By: Deborah Yaffe
The Recorder
June 4, 1996
The state Supreme Court's old procedural rules for handling death row inmates' habeas corpus claims were hopelessly muddled, defense lawyers have long griped. The court itself may have agreed, for it established a new set of rules in the 1993 decision In re Clark.
Now the Ninth Circuit U.S. Court of Appeals has joined the chorus of criticism, ruling Tuesday that federal courts should not reject prisoners' habeas claims just because the California court found that the claims were filed too late.
While the Ninth Circuit ruling potentially affects scores of pending capital cases, it sidesteps a more pressing issue: whether the court's more recent rules, set down in the July 1993 Clark opinion, 855 P.2d 729, are clear and consistent enough to solve the earlier problems.
Nevertheless, the ruling in Morales v. Calderon, 96 C.D.O.S. 3955, marks the first time the Ninth Circuit has weighed in on the question of whether California's pre-Clark timeliness rule constituted an adequate bar to federal review.

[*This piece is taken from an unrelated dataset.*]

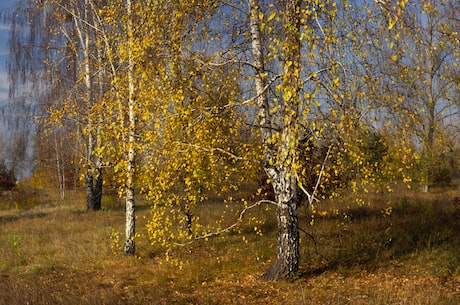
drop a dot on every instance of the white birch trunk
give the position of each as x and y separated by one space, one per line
279 171
130 204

Federal courts can refuse to review habeas claims that a state court has rejected for violating state filing procedures. But state procedural rules do not cut off federal review if the state rules are unclear or inconsistently applied. In the case of Michael Morales -- who was sentenced to death in 1983 for raping and murdering a teen-age girl in Stockton -- the Ninth Circuit found California's pre-1993 rules were both.
The ruling reverses the district court, which rejected Morales' habeas claims because the state Supreme Court had time-barred them. Morales now has the chance for a federal court hearing on the merits of his claims.

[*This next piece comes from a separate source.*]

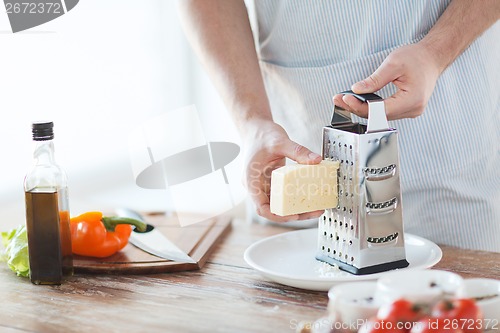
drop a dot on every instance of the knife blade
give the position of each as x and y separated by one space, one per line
153 241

Judge William Canby Jr. wrote the opinion, which was joined by Judges Jerome Farris and David Thompson.
The California rule, established in June 1989, said a habeas petition was presumed timely if filed within 60 days of briefing deadlines for the state direct appeal (that timetable was changed a year later to 90 days). But, Canby wrote, "there was no discernible clear rule for petitions filed more than 90 days after the due date for the reply brief on direct appeal."

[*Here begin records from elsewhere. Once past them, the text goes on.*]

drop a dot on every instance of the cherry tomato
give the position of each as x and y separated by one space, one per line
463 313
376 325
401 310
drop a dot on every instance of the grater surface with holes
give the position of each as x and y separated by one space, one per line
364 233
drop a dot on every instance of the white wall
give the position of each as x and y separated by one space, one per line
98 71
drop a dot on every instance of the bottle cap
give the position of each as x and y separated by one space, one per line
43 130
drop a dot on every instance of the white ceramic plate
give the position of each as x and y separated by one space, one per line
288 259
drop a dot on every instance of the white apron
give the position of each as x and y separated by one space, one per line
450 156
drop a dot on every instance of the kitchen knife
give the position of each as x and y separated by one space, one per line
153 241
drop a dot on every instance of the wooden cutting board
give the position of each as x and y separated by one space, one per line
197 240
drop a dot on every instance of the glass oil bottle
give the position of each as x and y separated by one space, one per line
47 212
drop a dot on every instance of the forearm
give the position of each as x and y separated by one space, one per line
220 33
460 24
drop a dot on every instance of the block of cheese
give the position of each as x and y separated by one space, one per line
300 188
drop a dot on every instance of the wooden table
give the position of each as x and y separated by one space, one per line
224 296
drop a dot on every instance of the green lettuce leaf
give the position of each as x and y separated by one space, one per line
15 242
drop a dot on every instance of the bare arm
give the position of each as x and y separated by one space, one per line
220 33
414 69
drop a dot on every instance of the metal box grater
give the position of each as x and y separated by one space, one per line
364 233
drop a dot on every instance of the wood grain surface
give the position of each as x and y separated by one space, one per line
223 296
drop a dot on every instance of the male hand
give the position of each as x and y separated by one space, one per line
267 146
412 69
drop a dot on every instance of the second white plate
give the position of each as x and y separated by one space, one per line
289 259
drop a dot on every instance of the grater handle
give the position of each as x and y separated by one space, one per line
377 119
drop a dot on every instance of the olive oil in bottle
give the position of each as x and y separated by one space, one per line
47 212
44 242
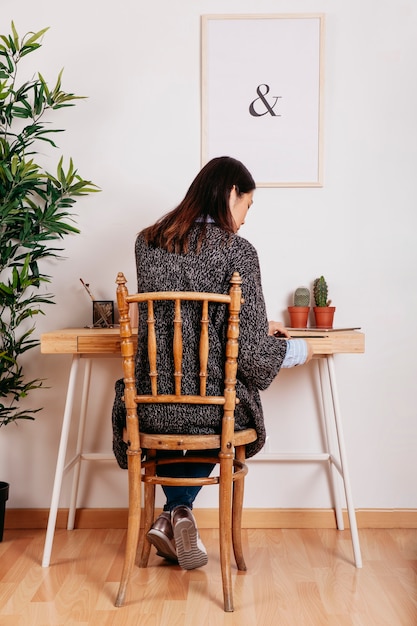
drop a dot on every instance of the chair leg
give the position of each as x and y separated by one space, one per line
133 527
237 508
148 519
225 529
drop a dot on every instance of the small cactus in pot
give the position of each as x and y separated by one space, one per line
323 312
302 296
320 292
299 312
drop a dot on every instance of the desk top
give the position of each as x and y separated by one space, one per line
96 341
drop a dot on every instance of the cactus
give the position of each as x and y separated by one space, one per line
320 292
302 296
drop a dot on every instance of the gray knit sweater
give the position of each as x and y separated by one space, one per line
260 356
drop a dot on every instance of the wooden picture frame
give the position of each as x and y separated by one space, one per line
262 95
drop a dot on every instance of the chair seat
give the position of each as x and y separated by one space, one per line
193 442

In the past three years, a number of district courts have reached the same conclusion, and so the Ninth Circuit ruling is not surprising or especially significant, said Gardner & Derham's Cliff Gardner, who has worked on eight death penalty cases.
"The real issue is going to be whether they've done it in the post-Clark era," Gardner said.
Deputy Attorney General Dane Gillette, the office's capital casecoordinator, also downplayed the significance of the Morales decision, which he had not seen Tuesday afternoon.
"This is an issue that we've been litigating for a number of years," Gillette said. "We're still relying on it, but we've also lost it in a lot of cases."
Gillette said he does not know how many cases pending in federal court are, like Morales', pre-Clark cases in which district courts have refused to review habeas claims because those claims were rejected by the state court for reasons of timeliness.
And David Senior, the partner at Los Angeles' Condon & Forsyth who represented Morales, noted that part of his argument turned on the rarity of his case.
"We were treated significantly differently than lots of other people who had been in the same position that we were," Senior said.
Of 35 habeas petitions filed, like Morales', three years after the end of state direct appeal, the state Supreme Court denied only six for untimeliness alone, Senior argued. More than half were denied on the merits alone.
The state argued that this pattern merely showed that discretion was involved in the application of the timeliness rule. But the Ninth Circuit panel rejected that argument.
"Discretion is the exercise of judgment according to standards that, at least over time, can become known and understood within reasonable operating limits," Canby wrote.